Volume Filtering in 1-Minute Backtests

One-minute data is seductive — high resolution, lots of samples, “feels” like you’re closer to market truth.

But raw 1-minute bars lie. They mix real bars (liquid, information-bearing) with dust bars (low volume, random noise).
Without filtering, your study’s entire statistical foundation bends around that noise.

Why Volume Thresholds Matter

Including dust bars causes:

Inflated tails — random ticks masquerade as alpha.
Distorted wick structure — false volatility spikes.
Unstable paths — patterns collapse out-of-sample.

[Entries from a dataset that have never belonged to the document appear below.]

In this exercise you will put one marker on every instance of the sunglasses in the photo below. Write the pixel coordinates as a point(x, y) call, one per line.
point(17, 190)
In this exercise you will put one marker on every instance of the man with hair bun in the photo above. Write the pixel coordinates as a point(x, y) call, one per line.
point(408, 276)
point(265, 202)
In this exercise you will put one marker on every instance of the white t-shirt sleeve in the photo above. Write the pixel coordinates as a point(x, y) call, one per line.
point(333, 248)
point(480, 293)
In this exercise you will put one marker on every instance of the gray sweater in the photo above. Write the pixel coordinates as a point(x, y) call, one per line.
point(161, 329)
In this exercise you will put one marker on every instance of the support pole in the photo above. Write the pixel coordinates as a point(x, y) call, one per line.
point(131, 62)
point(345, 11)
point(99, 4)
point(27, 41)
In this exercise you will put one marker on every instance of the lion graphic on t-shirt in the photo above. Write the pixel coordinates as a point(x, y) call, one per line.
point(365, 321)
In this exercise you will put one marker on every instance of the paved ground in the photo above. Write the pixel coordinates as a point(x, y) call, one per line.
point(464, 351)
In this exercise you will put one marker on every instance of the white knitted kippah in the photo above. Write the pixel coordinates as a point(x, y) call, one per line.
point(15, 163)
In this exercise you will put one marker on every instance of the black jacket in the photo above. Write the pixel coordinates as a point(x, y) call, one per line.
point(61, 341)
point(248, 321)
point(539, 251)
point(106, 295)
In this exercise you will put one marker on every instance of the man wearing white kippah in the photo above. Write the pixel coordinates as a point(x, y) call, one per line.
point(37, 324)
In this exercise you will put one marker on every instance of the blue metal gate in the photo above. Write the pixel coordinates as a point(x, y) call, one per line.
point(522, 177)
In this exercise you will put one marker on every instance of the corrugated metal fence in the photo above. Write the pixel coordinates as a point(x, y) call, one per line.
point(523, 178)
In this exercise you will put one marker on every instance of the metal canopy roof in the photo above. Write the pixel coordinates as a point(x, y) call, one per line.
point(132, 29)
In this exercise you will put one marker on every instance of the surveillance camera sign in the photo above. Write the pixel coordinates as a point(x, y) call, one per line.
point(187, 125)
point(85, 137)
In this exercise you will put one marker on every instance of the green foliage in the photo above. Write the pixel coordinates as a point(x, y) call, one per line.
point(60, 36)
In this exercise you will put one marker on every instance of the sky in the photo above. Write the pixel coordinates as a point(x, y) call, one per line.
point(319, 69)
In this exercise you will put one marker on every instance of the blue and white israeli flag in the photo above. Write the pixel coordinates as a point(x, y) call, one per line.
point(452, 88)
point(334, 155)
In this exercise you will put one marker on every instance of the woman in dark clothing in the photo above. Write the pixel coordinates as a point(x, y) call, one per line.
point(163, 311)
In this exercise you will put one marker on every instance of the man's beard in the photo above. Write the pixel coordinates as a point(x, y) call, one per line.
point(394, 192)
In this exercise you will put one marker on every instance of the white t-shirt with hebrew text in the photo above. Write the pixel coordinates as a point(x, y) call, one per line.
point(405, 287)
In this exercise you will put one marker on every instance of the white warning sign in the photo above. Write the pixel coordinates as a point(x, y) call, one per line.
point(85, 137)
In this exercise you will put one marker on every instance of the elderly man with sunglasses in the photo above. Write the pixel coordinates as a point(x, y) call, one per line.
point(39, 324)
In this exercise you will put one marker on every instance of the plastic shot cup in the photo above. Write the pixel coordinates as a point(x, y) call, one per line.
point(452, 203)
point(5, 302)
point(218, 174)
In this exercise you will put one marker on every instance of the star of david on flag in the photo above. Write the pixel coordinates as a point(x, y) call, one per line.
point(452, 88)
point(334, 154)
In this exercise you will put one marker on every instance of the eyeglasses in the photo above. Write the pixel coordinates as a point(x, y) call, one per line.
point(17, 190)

Filtering for minimum liquidity keeps the sample representative of meaningful market reactions rather than random microstructure drift.

How to Define Liquidity Thresholds

1. Relative to Recent Volume

vol_rel = df.volume / df.volume.rolling(50, min_periods=10).median()
cond_liquid = vol_rel >= 0.5
cond = cond_signal & cond_liquid

Adapts dynamically to local rhythm — robust across assets and regimes.

2. Relative to Time-of-Day

Volume naturally forms a U-shape intraday curve (open and close active, midday lull). To avoid penalizing quiet periods that are normal for their time:

tod_vol = df.groupby(df.index.time)['volume'].transform('median')
vol_z = (df.volume - tod_vol) / tod_vol.rolling(50, min_periods=10).std()
cond_liquid = vol_z > -1

This prevents misclassifying midday quiet bars as “illiquid.”

3. Absolute Floor (Fail-Safe)

cond_liquid &= df.volume > 50

Use an exchange-specific hard cutoff so ghost bars never slip through.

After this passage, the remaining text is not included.